本多 この作品『食べられる男』は、村田を中心とした半径数メートルの関係がとても面白く描かれています。村田と周囲の双方が螺旋状に干渉しあって変化していきます。見た方によって感想が全然違うのも面白いところ。上映中は僕も監督も毎日会場にいる予定ですので、是非捕まえて感想を聞かせてください。
近藤 卒業してすぐ撮影した映画で、これまでの自分とこれからの自分を全部詰め込んでいます。僕と小村くんが何を面白いと思い、どういう映画を作りたいかが詰まった自分たちの名刺になる作品です。

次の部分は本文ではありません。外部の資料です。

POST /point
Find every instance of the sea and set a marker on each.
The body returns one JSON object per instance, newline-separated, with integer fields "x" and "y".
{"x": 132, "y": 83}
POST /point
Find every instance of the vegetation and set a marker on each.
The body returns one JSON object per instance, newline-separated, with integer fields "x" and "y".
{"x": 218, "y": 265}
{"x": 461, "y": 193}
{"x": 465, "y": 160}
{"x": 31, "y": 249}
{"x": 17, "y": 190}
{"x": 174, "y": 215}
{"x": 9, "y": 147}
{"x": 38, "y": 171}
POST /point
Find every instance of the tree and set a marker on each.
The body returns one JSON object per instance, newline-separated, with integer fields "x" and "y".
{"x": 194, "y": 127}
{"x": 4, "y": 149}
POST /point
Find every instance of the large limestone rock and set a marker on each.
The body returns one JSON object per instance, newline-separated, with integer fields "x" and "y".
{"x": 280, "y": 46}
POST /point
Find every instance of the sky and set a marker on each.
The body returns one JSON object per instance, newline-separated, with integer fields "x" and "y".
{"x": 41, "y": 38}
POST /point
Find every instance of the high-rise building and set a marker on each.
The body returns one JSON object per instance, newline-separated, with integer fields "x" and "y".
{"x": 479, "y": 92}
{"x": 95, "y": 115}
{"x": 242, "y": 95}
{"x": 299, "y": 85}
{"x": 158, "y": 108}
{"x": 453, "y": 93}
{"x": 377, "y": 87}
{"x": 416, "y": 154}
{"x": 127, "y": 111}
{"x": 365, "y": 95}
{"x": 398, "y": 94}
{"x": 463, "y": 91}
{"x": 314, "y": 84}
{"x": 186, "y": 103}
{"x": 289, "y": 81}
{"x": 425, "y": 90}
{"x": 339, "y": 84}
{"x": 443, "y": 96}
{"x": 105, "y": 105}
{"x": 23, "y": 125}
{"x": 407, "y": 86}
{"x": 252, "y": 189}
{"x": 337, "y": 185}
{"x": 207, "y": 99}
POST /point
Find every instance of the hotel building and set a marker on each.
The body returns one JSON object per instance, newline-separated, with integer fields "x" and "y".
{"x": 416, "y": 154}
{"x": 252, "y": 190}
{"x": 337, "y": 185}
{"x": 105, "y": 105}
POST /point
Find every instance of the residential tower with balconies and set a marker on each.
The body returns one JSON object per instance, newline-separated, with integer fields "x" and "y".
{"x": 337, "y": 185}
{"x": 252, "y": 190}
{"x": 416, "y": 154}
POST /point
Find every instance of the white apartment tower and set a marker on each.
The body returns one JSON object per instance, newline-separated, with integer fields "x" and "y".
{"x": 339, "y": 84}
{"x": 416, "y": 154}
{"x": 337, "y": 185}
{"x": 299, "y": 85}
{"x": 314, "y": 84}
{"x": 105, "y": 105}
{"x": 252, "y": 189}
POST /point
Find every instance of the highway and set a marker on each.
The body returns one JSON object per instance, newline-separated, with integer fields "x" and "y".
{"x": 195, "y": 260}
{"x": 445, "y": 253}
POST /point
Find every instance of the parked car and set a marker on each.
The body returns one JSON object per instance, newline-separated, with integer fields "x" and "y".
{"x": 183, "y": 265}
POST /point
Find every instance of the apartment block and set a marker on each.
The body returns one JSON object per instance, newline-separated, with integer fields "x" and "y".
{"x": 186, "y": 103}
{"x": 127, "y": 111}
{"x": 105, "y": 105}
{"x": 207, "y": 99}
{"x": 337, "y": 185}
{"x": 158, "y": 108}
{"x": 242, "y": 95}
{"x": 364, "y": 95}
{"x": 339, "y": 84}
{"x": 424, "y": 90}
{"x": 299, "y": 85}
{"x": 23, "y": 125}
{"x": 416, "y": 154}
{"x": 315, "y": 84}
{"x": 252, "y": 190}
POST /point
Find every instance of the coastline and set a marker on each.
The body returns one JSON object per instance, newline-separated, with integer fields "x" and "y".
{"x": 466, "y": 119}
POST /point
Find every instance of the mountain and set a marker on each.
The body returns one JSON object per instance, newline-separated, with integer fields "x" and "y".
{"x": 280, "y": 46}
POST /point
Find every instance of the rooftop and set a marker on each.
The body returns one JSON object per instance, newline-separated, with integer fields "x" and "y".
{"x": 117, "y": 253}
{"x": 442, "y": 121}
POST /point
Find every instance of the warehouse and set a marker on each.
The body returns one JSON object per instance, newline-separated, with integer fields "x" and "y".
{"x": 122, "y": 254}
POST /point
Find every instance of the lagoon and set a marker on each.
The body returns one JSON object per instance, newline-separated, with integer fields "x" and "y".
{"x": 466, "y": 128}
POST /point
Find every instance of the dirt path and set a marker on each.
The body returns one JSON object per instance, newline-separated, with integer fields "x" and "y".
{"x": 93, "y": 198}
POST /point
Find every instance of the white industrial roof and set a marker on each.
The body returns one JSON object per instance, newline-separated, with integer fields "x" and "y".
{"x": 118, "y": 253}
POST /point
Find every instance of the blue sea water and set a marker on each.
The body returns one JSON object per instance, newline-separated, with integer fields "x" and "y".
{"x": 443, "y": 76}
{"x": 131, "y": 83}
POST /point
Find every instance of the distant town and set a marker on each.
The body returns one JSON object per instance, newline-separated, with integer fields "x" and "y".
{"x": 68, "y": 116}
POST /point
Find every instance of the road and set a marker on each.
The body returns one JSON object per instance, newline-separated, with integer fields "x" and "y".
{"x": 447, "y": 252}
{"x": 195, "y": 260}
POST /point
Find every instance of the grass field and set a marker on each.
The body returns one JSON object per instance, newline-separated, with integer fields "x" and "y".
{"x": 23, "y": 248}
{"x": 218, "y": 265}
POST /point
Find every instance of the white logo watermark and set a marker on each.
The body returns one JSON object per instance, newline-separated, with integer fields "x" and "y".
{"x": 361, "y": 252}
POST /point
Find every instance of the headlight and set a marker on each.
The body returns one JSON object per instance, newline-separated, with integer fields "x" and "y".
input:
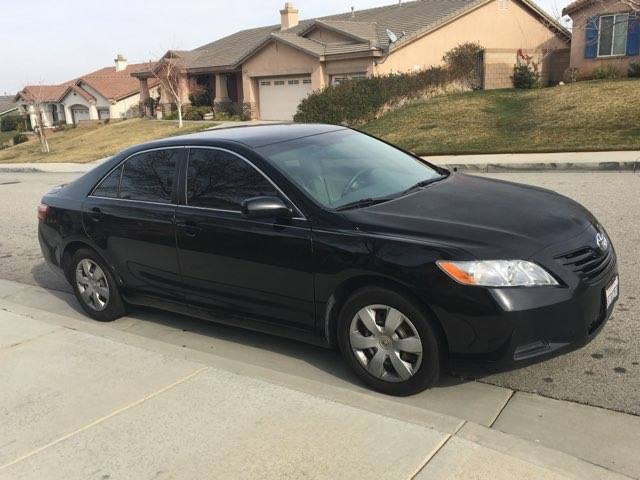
{"x": 498, "y": 273}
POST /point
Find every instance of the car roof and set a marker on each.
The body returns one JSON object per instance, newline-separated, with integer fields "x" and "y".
{"x": 255, "y": 136}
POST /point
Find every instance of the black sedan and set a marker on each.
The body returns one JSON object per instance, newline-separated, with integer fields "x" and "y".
{"x": 330, "y": 236}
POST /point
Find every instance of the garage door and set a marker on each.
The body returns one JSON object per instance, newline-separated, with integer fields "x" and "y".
{"x": 280, "y": 97}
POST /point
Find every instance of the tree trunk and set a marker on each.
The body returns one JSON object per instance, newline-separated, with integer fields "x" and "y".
{"x": 180, "y": 124}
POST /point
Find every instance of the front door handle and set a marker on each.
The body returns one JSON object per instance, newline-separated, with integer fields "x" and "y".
{"x": 189, "y": 228}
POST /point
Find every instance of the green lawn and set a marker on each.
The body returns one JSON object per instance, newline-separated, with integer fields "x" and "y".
{"x": 585, "y": 116}
{"x": 94, "y": 141}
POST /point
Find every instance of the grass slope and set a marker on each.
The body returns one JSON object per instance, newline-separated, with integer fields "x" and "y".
{"x": 93, "y": 141}
{"x": 585, "y": 116}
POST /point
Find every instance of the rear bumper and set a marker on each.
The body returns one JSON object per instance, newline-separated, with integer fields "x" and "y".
{"x": 533, "y": 325}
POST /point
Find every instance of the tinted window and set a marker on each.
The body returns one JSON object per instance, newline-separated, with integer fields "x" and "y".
{"x": 223, "y": 181}
{"x": 109, "y": 186}
{"x": 338, "y": 168}
{"x": 149, "y": 176}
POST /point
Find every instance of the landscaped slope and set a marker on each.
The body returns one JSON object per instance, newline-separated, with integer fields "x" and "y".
{"x": 94, "y": 141}
{"x": 596, "y": 115}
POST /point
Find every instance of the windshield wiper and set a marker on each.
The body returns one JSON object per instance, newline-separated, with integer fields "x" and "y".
{"x": 425, "y": 183}
{"x": 365, "y": 202}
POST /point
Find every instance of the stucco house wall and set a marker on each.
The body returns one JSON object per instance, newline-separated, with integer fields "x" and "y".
{"x": 491, "y": 26}
{"x": 586, "y": 66}
{"x": 278, "y": 59}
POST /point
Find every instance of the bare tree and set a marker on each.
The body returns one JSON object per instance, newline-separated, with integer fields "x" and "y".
{"x": 169, "y": 71}
{"x": 37, "y": 99}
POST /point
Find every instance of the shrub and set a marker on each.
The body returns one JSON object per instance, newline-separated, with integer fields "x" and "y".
{"x": 634, "y": 70}
{"x": 361, "y": 100}
{"x": 607, "y": 72}
{"x": 464, "y": 63}
{"x": 526, "y": 75}
{"x": 20, "y": 138}
{"x": 9, "y": 123}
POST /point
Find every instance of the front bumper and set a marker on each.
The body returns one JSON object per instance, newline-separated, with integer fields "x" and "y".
{"x": 525, "y": 326}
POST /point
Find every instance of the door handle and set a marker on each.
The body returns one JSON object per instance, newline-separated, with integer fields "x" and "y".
{"x": 189, "y": 228}
{"x": 95, "y": 214}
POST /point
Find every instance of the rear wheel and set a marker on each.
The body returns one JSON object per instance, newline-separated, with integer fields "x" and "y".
{"x": 95, "y": 286}
{"x": 389, "y": 342}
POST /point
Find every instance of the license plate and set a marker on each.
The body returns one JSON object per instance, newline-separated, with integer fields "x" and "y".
{"x": 612, "y": 292}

本多 実は近藤監督も役者で出てます。また監督のお芝居が上手いんですよ!是非見つけてください。

 
©食べられる男製作委員会
映画『食べられる男』 http://www.europe-kikaku.com/taberareruotoko/
地球平和のために作られた条約「地球人被食制度」により、1週間後に宇宙人に食べられることを告げられた工場員の村田よしお。彼の疑問はただ一つ「僕なんて、美味しいのかな?」。その日から、宇宙人に美味しく食べられるためにクリームを塗り、ヘッドギアをつけ、下ごしらえを始める村田。時を同じくして突然できた友達・木下、生き別れた娘に会いに行くとお金の話ばかりする元嫁、そして人懐っこい女の子ゆきちゃん——それまで友達、両親、家族のいない孤独な日々を過ごしていた村田は、様々な出会いを経て、宇宙人に食べられるまでの悲しき1週間をどう過ごすのか?

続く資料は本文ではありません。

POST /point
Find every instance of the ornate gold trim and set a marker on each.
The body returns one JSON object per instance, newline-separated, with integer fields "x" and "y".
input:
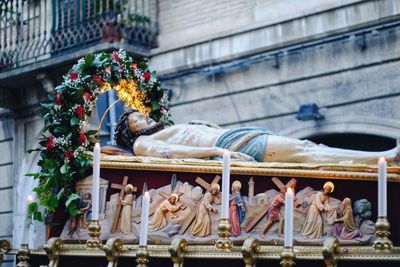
{"x": 330, "y": 251}
{"x": 177, "y": 248}
{"x": 112, "y": 249}
{"x": 4, "y": 247}
{"x": 382, "y": 232}
{"x": 142, "y": 256}
{"x": 250, "y": 248}
{"x": 52, "y": 248}
{"x": 257, "y": 171}
{"x": 224, "y": 232}
{"x": 365, "y": 253}
{"x": 94, "y": 233}
{"x": 287, "y": 257}
{"x": 23, "y": 256}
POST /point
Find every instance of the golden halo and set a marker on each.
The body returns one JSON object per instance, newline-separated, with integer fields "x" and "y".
{"x": 129, "y": 186}
{"x": 215, "y": 186}
{"x": 237, "y": 184}
{"x": 331, "y": 185}
{"x": 175, "y": 195}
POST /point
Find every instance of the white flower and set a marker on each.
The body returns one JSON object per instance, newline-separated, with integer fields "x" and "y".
{"x": 83, "y": 126}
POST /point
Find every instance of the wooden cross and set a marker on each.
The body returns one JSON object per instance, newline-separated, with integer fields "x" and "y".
{"x": 253, "y": 222}
{"x": 154, "y": 207}
{"x": 192, "y": 215}
{"x": 118, "y": 208}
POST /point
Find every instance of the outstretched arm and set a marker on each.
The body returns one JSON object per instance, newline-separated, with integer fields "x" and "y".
{"x": 149, "y": 146}
{"x": 145, "y": 146}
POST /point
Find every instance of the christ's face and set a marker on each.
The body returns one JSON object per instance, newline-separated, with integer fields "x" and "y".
{"x": 172, "y": 200}
{"x": 138, "y": 121}
{"x": 327, "y": 189}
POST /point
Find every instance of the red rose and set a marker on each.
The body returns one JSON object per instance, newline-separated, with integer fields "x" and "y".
{"x": 80, "y": 112}
{"x": 73, "y": 75}
{"x": 88, "y": 96}
{"x": 115, "y": 56}
{"x": 58, "y": 99}
{"x": 50, "y": 142}
{"x": 146, "y": 76}
{"x": 69, "y": 155}
{"x": 98, "y": 80}
{"x": 82, "y": 138}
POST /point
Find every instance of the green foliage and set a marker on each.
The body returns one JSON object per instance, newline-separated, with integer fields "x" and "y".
{"x": 65, "y": 137}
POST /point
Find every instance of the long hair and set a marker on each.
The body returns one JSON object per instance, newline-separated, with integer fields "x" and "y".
{"x": 124, "y": 137}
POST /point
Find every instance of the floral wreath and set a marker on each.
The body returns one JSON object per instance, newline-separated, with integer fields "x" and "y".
{"x": 66, "y": 137}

2017年4月29日~5月5日、新宿 Kʼs cinemaにて限定公開決定。


本多力(写真左)
1979年京都府生まれ。立命館大学在学中の’99年からヨーロッパ企画に参加、以降全ての作品に出演。主な出演作に『バクマン。』(映画)・ 『サマータイムマシン・ブルース』(映画)・ 『しあわせのパン』(映画)・『コドモ警察』(映画/テレビ)『真田丸』(テレビ)・『闇金ウシジマくんseason3』(テレビ)・『家売るオンナ』(テレビ)・『ドラゴン青年団』(テレビ)、muro式.(舞台)・ドリス&オレガ『COASTER2017』(舞台)などがある。

近藤啓介(写真右)
1993年大阪府生まれ。2011年、映画監督を志し大阪芸術大学芸術学部映像学科入学。共同監督した『小村は何故、真顔で涙を流したのか?』が第17回京都国際学生映画祭長編部門にてグランプリを受賞。翌年、大阪芸術大学芸術学部映像学科卒業制作『APOLO』を監督。今作が3本目の長編映画となる。